2016

PROJET

Le projet Highway to Platinum fut de développer une méthode biologique de recyclage du platine. Le platine est une ressource naturelle essentielle sans véritable méthode d’extraction autre que l’exploitation minières. Les ressources de platine sont épuisables et si les méthodes de recyclage ne sont pas développées, le monde pourrait manquer de platine dans les 50 prochaines années. Or le platine est largement utilisé dans les équipements de laboratoire, les thermomètres à résistance de platine, les contacts électriques et les électrodes, les équipements médicaux, la chimiothérapie, etc.

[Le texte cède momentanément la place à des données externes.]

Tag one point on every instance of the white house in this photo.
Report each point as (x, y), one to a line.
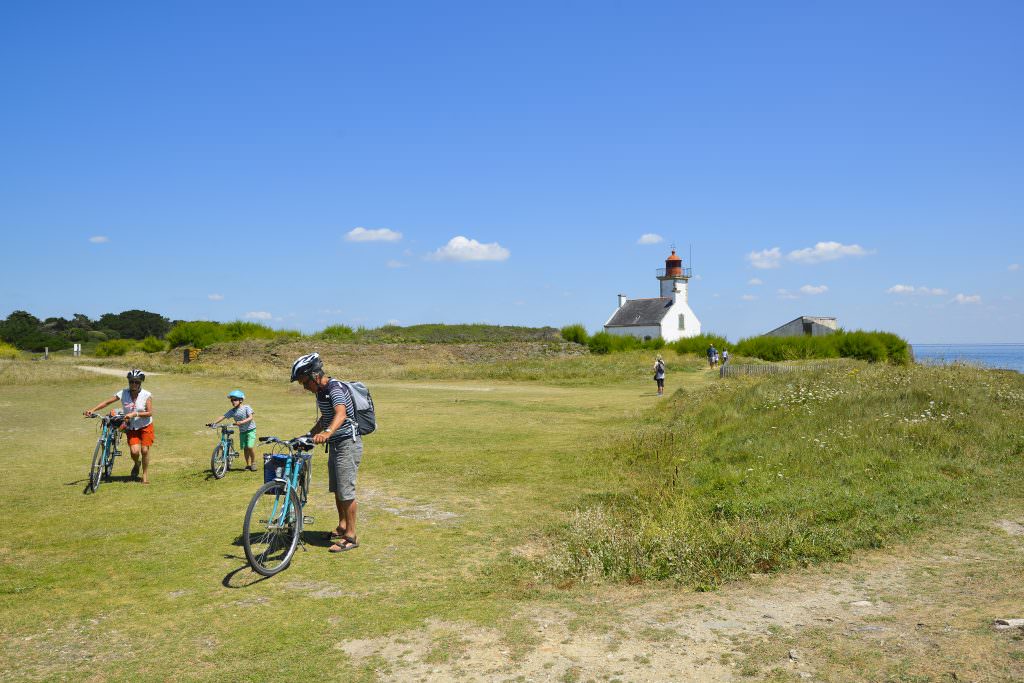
(668, 316)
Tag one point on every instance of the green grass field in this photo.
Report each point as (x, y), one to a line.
(140, 580)
(488, 489)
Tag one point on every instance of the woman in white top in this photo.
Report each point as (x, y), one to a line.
(137, 406)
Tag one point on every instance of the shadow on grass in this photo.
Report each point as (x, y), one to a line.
(243, 577)
(314, 539)
(123, 478)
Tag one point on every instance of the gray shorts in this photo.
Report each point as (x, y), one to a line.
(343, 461)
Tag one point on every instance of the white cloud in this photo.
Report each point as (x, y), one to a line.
(909, 289)
(464, 249)
(767, 258)
(379, 235)
(825, 251)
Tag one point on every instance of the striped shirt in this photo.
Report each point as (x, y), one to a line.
(336, 393)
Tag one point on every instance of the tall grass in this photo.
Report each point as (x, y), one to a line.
(757, 475)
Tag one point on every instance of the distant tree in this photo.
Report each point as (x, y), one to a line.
(135, 324)
(27, 332)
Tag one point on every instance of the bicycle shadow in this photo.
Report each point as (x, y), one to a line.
(243, 577)
(121, 478)
(307, 538)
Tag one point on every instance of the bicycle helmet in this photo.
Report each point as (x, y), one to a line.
(306, 365)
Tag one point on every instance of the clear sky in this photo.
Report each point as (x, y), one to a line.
(516, 163)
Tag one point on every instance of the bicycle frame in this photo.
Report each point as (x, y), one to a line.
(109, 440)
(291, 474)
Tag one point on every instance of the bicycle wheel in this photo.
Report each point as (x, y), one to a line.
(218, 462)
(96, 471)
(271, 529)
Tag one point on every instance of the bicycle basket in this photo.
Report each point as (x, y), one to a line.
(273, 466)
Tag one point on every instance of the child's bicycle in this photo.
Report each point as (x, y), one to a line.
(108, 447)
(273, 520)
(224, 454)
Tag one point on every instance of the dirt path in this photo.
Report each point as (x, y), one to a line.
(924, 613)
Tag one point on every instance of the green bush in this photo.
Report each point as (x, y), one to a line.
(198, 334)
(574, 333)
(600, 343)
(153, 345)
(115, 347)
(861, 345)
(339, 332)
(871, 346)
(8, 351)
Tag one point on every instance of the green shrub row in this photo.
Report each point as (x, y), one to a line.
(200, 334)
(122, 346)
(871, 346)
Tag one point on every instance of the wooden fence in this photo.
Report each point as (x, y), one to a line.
(729, 370)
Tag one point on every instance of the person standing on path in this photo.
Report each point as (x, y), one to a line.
(136, 403)
(335, 427)
(659, 375)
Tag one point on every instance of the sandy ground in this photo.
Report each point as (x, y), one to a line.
(922, 613)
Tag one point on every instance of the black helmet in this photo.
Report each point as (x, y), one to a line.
(306, 365)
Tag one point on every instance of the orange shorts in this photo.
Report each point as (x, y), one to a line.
(143, 435)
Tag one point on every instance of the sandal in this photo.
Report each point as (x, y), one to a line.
(347, 543)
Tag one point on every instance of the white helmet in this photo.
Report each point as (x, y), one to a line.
(306, 365)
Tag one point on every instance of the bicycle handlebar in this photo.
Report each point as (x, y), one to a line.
(304, 442)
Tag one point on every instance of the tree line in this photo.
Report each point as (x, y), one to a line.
(29, 333)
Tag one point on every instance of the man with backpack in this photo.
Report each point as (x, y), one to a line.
(337, 427)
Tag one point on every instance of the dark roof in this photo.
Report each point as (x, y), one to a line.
(640, 311)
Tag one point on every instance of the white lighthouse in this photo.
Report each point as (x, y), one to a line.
(668, 316)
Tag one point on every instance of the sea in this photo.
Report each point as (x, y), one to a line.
(1005, 356)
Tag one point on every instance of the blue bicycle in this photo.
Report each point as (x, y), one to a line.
(222, 456)
(273, 522)
(108, 447)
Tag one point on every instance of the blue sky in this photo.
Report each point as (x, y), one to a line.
(307, 164)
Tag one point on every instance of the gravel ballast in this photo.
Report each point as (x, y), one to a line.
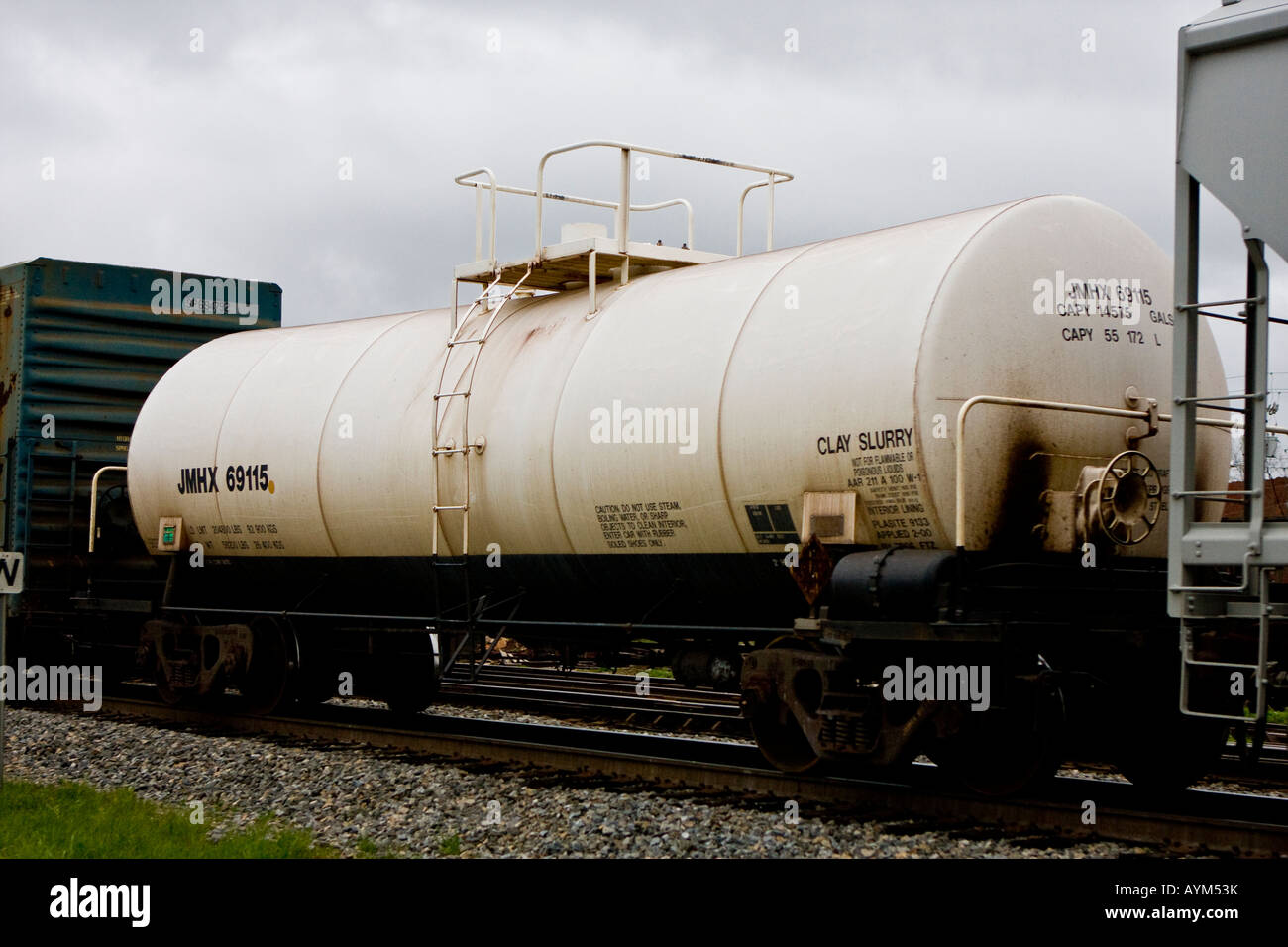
(364, 800)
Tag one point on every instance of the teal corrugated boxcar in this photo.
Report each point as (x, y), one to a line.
(81, 346)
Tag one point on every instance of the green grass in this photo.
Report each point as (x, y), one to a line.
(73, 819)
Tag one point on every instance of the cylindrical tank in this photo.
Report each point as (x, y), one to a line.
(694, 412)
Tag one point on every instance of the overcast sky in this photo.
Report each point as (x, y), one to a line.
(222, 151)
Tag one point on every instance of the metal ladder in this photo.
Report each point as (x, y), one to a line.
(442, 399)
(1260, 611)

  Mais le plus important est que le platine est utilisé comme catalyseur principal dans les convertisseurs catalytiques. Ainsi en raison des émissions provenant des convertisseurs catalytiques automobiles, de fortes concentrations de platine se sont déposées dans les sols à proximité des autoroutes et des grandes routes, et souvent plus élevées que dans les mines.

  Nous avons donc envisagé une solution biologique à ces problèmes. En effet les bactéries ont eu des adaptations qui leurs permettent d’intérioriser les métaux. Si nous pouvions exploiter ces systèmes et cibler spécifiquement le platine, nous pourrions trouver une solution durable, simple, économique et respectueuse de l’environnement. L’objectif principal de notre projet fut de concentrer le platine autant que possible.

  La première étape reposait sur l’affinité de petites molécules organiques, les sidérophores, pour lier les atomes de platine solubilisés et ainsi favoriser la solubilisation de plus de composés de platine. Nous avons accomplis cela en insérant un plasmide contenant un opéron avec les quatre enzymes (Des A, Des B, Des C, Des D) nécessaires pour synthétiser notre sidérophore : Desferrioxamine B, dans E. coli. Comme deuxième niveau pour mieux concentrer le platine nous avons utilisé le principe de biosorption. Un complexe protéique FliC modifié a été cloné dans Escherichia coli ( une bactérie modèle ) et a permis aux flagelles de la bactérie de se lier aux atomes de platine. Cette spécificité a été possible grâce à un peptide récemment découvert qui fut inséré dans la séquence de la protéine FliC. L’avantage de l’utilisation de la biosorption fut d’obtenir des nanoparticules de platine, une forme très précieuse du métal.